Smith majored in biochemistry at MSU. Because of work-study, grants and scholarships, he didn’t need a loan.
He finished in 1987 and decided to strike out for Jackson for graduate work – the beginning of a journey made possible by Koch and a car the color of sunshine.
A basket case
Dr. Steve Case, who would retire as associate dean for medical school admissions, taught molecular biology in 1987, the year he invited Smith to UMMC.
“Dr. Koch drove me to Jackson in a yellow Volkswagen with a stick shift,” Smith said.
At UMMC, Smith became Case’s graduate assistant. In the lab, he synthesized a gene that enabled him to understand how fly larvae make their own housing with silk proteins from their salivary glands.
He was making a name for himself; but, when his mother was diagnosed with cervical cancer, it was hard to feel joy.
“I was a basket case,” he said. His family still didn’t have money and had to find a place to treat his mom.
“The Medical Center was the last hope for those who were in need,” he said. Students and faculty helped get Catherine Smith to the right oncology team. She endured surgeries, radiation treatment and more.
This was in 1993. Two years later, Smith had a PhD in biochemistry and an undying allegiance to the Medical Center.
Five years after her diagnosis, his mom was pronounced cancer-free. Dr. Jeffrey Hudson, an OB-GYN resident at the time, broke the good news.
“He came to my mom’s room because he thought he should be the one to share this with her,” Smith said. “These are the kind of people who make UMMC the special place that it is.”
When he finished his PhD, he was going to stay. He thought.
Moving on and marriage
If he wanted to join the faculty, it would be better if he first trained awhile somewhere else, Smith learned.
“Awhile” became seven years. At the National Institutes of Health in Bethesda, Maryland, during a second fellowship, he became immersed in pharmacology.
By then, Catherine Smith had been cancer-free for four years, but her son wanted to live closer to her. After Bethesda, he returned to UMMC to conduct research and teach principles of pharmacology and toxicology. That was August 2002. This year, he became a tenured professor.

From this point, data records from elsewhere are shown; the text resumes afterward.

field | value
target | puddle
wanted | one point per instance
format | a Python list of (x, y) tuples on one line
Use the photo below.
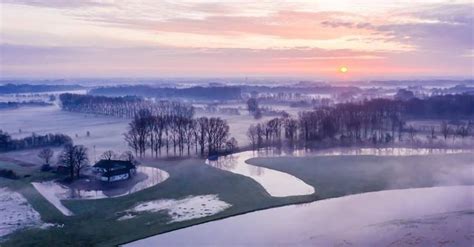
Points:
[(55, 192), (191, 207)]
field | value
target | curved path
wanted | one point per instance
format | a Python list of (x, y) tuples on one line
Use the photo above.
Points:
[(415, 217), (276, 183)]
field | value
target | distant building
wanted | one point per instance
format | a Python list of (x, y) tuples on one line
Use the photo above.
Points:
[(114, 170)]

Two years before returning, his mom’s condition worsened from side effects of radiation therapy, and she needed surgery; 2000 was the same year his sister, Dorothy Ann Johnson, died of colon cancer, at 48.

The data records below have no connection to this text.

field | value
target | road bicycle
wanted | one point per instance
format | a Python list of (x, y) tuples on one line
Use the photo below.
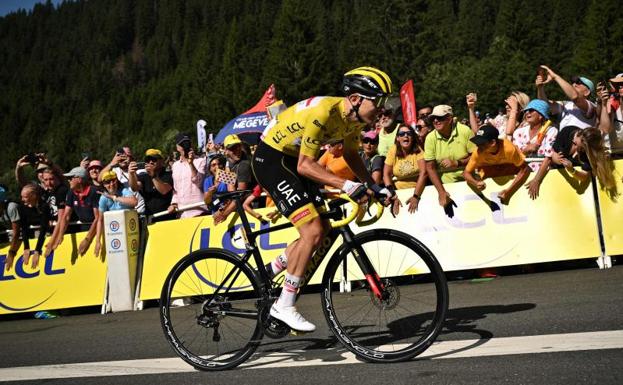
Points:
[(383, 294)]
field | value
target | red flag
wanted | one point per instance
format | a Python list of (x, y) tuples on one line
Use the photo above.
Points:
[(407, 99), (267, 100)]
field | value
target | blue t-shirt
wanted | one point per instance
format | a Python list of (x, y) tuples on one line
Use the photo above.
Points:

Years later, in a 2018 Medical Center article, Smith urged others to get screened for colorectal cancer. “It is a pain-free procedure and gives you an answer,” he wrote. “You … can move on with life until the next screening.”
Certainly, Smith has had to move on. In 2015, he met Anne Louise – now known as Anne Louise Smith. After their wedding, he became stepdad to two “wonderful bonus daughters.”

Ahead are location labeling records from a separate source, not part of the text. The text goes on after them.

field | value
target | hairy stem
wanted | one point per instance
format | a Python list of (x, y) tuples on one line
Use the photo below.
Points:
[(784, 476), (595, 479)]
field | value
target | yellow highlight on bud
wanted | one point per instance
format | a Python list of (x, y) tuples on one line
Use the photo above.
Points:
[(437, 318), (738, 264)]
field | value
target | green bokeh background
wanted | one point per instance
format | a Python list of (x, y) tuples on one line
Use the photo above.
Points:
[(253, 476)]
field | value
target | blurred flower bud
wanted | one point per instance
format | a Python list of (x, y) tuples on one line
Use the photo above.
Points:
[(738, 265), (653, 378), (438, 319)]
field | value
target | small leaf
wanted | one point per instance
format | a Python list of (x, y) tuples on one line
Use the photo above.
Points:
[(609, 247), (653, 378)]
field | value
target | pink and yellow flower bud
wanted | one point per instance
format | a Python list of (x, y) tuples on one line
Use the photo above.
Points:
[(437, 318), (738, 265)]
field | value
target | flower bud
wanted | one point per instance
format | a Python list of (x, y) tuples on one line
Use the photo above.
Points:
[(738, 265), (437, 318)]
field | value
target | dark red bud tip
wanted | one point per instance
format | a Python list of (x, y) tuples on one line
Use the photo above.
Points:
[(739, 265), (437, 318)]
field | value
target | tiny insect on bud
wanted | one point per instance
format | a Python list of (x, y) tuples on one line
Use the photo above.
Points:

“I’m a scientist, but I can’t put a quantification on it or an algorithm; I just knew. At age 50, I had found the person I was looking for,” he said, “the love of my life.
“I saw in her the same strength and capacity for love my mother had.”
Catherine Smith died, in 2009, 16 years after her diagnosis. “Those were years I might not have had with her if not for the actions of people here at UMMC,” her son said.
“So, I tell students, ‘You will literally help change people’s lives – be proud of that fact.’
“After 20 years here, I have seen so many of them do great things,” said the man with the long, white beard.